Dir. Claude Chabrol, Germany / France, 2007, 105 mins, subtitles
Cast: Isabelle Huppert, François Bérleand, Patrick Bruel
Review by Francesca Neagle
"Any resemblance to persons living or dead is, as they say, coincidental."
Maybe, maybe not; it doesn’t really matter. Despite the disclaimer, A Comedy of Power freely takes inspiration from the Elf Aquitaine scandal of the 90s, which exposed extensive corruption in the then state-owned French gas giant. Protagonist Jeanne Charmant Killman (Huppert) is styled on the real-life examining magistrate, Eva Joly. But the similarities and comparisons have to end here, so the story can give way to the “comedy”: the wry and witty dialogue and the behaviour of the characters as they come to terms with the potency and impotence that they lose, gain, grant, and envy. Although based on real events, the details of the alleged corruption are vague and utterly meaningless; they become, in fact, coincidental. The only commodity the audience need concern themselves with is power. But does this lack of regard for the enquiring mind of the audience simply throw up more confusion?

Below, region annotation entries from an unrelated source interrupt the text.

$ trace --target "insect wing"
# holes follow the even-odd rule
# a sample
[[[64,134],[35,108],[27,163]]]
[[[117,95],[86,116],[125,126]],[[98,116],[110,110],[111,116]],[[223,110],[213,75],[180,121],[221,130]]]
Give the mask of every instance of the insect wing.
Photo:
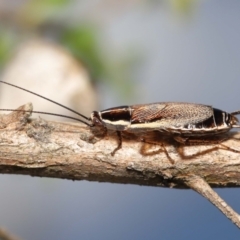
[[[151,131],[197,124],[213,116],[213,108],[192,103],[133,105],[131,128]]]

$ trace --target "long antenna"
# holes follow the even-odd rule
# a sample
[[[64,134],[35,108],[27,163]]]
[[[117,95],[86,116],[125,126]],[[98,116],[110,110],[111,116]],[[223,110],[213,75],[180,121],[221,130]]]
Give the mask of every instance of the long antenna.
[[[46,115],[52,115],[52,116],[57,116],[57,117],[63,117],[63,118],[69,118],[69,119],[73,119],[75,121],[81,122],[86,124],[89,127],[92,127],[91,124],[79,119],[79,118],[75,118],[75,117],[70,117],[70,116],[65,116],[62,114],[58,114],[58,113],[49,113],[49,112],[41,112],[41,111],[31,111],[31,110],[18,110],[18,109],[4,109],[4,108],[0,108],[0,111],[11,111],[11,112],[30,112],[30,113],[39,113],[39,114],[46,114]]]
[[[75,110],[73,110],[73,109],[71,109],[71,108],[69,108],[69,107],[66,107],[66,106],[64,106],[64,105],[62,105],[62,104],[60,104],[60,103],[58,103],[58,102],[56,102],[56,101],[53,101],[53,100],[51,100],[51,99],[49,99],[49,98],[47,98],[47,97],[44,97],[44,96],[42,96],[42,95],[40,95],[40,94],[37,94],[37,93],[35,93],[35,92],[29,91],[29,90],[27,90],[27,89],[25,89],[25,88],[16,86],[16,85],[11,84],[11,83],[8,83],[8,82],[0,81],[0,83],[4,83],[4,84],[6,84],[6,85],[9,85],[9,86],[12,86],[12,87],[21,89],[21,90],[23,90],[23,91],[25,91],[25,92],[31,93],[31,94],[33,94],[33,95],[35,95],[35,96],[38,96],[38,97],[43,98],[43,99],[45,99],[45,100],[47,100],[47,101],[49,101],[49,102],[52,102],[52,103],[54,103],[54,104],[56,104],[56,105],[58,105],[58,106],[60,106],[60,107],[62,107],[62,108],[65,108],[65,109],[69,110],[70,112],[73,112],[73,113],[79,115],[80,117],[82,117],[82,118],[84,118],[84,119],[86,119],[86,120],[88,120],[88,121],[90,120],[88,117],[82,115],[81,113],[79,113],[79,112],[77,112],[77,111],[75,111]],[[42,113],[42,114],[44,114],[44,113]],[[49,113],[48,113],[48,114],[49,114]],[[51,115],[51,114],[49,114],[49,115]],[[69,117],[69,118],[70,118],[70,117]]]

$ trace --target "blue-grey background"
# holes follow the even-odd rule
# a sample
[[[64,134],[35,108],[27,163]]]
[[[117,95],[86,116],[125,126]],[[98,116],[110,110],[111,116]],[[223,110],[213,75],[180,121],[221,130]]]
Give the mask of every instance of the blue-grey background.
[[[240,1],[189,1],[186,12],[176,1],[130,1],[114,10],[99,2],[79,1],[73,10],[100,22],[103,55],[133,51],[141,59],[130,96],[98,84],[102,108],[188,101],[240,109]],[[216,191],[240,212],[238,188]],[[0,175],[0,212],[0,226],[29,240],[240,238],[192,190]]]

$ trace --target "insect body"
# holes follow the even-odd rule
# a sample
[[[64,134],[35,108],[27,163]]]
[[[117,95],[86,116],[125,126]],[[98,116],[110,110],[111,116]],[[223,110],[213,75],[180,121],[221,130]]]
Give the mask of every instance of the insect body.
[[[55,113],[38,111],[33,111],[33,113],[66,117],[80,121],[89,127],[100,126],[105,128],[106,131],[116,131],[119,137],[119,144],[113,151],[113,154],[116,150],[121,148],[122,132],[147,134],[148,132],[157,131],[159,134],[173,138],[176,141],[184,142],[184,139],[209,138],[226,133],[232,128],[240,128],[238,119],[235,117],[235,115],[240,114],[240,111],[227,113],[207,105],[180,102],[162,102],[114,107],[99,112],[93,111],[90,118],[88,118],[73,109],[37,93],[10,83],[0,82],[55,103],[76,113],[85,120]]]
[[[240,127],[234,116],[202,104],[165,102],[94,111],[92,125],[131,133],[159,131],[165,135],[210,136]]]

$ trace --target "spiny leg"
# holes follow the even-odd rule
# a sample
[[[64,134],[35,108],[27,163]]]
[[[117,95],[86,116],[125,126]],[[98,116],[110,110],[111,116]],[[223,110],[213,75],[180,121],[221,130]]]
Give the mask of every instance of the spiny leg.
[[[166,147],[165,147],[165,144],[163,142],[159,143],[159,141],[150,141],[150,140],[145,140],[144,138],[142,138],[141,140],[142,142],[144,143],[148,143],[148,144],[154,144],[154,145],[158,145],[160,146],[160,148],[158,150],[154,150],[154,151],[151,151],[151,152],[148,152],[147,151],[147,147],[145,144],[142,145],[141,149],[140,149],[140,153],[142,155],[148,155],[148,156],[151,156],[151,155],[155,155],[155,154],[158,154],[158,153],[161,153],[161,152],[164,152],[168,158],[168,160],[170,161],[171,164],[174,164],[174,160],[170,157]]]
[[[176,137],[174,138],[179,145],[177,146],[177,150],[179,155],[183,158],[183,159],[191,159],[200,155],[204,155],[206,153],[218,150],[218,149],[223,149],[223,150],[227,150],[227,151],[232,151],[232,152],[236,152],[236,153],[240,153],[240,151],[236,150],[236,149],[232,149],[231,147],[228,147],[226,145],[224,145],[222,142],[227,140],[228,137],[222,137],[222,138],[208,138],[208,139],[189,139],[189,138],[182,138],[182,137]],[[200,151],[198,153],[192,154],[192,155],[185,155],[184,154],[184,146],[197,146],[197,145],[215,145],[212,148]]]

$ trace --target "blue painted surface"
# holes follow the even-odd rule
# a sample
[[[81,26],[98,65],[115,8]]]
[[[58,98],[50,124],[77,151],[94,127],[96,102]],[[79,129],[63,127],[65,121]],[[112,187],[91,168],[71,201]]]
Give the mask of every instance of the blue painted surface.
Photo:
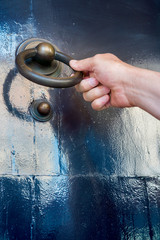
[[[14,64],[18,44],[40,37],[75,58],[112,52],[159,71],[159,12],[156,0],[0,1],[0,239],[160,239],[159,121],[94,112],[74,88],[30,83]],[[38,98],[50,122],[30,116]]]

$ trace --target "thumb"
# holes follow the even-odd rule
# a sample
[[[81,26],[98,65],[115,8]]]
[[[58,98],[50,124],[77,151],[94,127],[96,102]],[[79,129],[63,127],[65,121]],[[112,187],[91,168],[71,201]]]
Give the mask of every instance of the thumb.
[[[83,60],[71,60],[69,64],[76,71],[92,71],[93,61],[92,58],[86,58]]]

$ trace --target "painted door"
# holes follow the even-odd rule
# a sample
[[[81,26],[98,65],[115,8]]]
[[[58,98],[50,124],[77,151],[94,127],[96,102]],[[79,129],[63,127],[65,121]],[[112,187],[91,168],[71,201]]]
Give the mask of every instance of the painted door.
[[[76,59],[112,52],[159,71],[159,13],[156,0],[0,0],[0,239],[160,239],[160,122],[138,108],[95,112],[74,88],[15,67],[36,37]],[[29,106],[44,98],[42,123]]]

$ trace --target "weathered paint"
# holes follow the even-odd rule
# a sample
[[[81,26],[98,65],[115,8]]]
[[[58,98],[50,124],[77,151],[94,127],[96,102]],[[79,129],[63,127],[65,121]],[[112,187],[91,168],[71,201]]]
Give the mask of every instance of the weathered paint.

The film’s real strength and watchability comes via its characterisation. We know that wrongdoing and criminality abounds (though we don’t quite know the whats, whys and wherefores), because we know Killman is charged with the task of investigating it. This disengagement from the facts leaves the viewer wholly reliant on the characters’ own judgements: we become the passive spectators of a power game, still ignorant of the rules. This detachment makes it feel as though the veteran cast are having to save the film, rather than enhance it. Despite this, Huppert proves a commanding personality, embodying in a single character all the delusion, vulnerability, loneliness, and hunger that befit her lofty position. And she almost saves the film. Though theoretically Killman is strength personified, and above the law, she is also a woman; and it’s through this gender distinction that director Claude Chabrol is able to explore another layer of power interplay amongst the upper echelons of French society. Killman’s feminine red gloves remain a constant visual metaphor, with their allusions to Lady Macbeth and to gauntlets, and they juxtapose nicely with the flashes of red on the lapels of her male antagonists, who squirm in her office under questioning. But it’s all somehow not quite enough, even as otherwise imposing men humorously attempt to flirt, condescend and threaten their way out of strife. Everything looks good; the real locations, the décor; the overriding sense of French chic, right down to the detail of Michel Humeau’s (Bérleand’s) jaunty Parisian mobile phone ringtone. But the film still feels flat.
Open-ended appears to have been Chabrol’s intention; incompleteness a necessary evil. But we never understand quite why Killman’s husband is so aggrieved by having such a powerful wife. Is her blossoming relationship with his nephew Félix (Thomas Chabrol) a romantic one? Has she found an ally or even her antithesis in the less career-driven, younger man? Yet by directorial example we’ve stopped asking questions, and given up. It can be fun not knowing the rules of the game, but here it’s never clear why we’re not allowed to. Maybe we should have given up at half-time.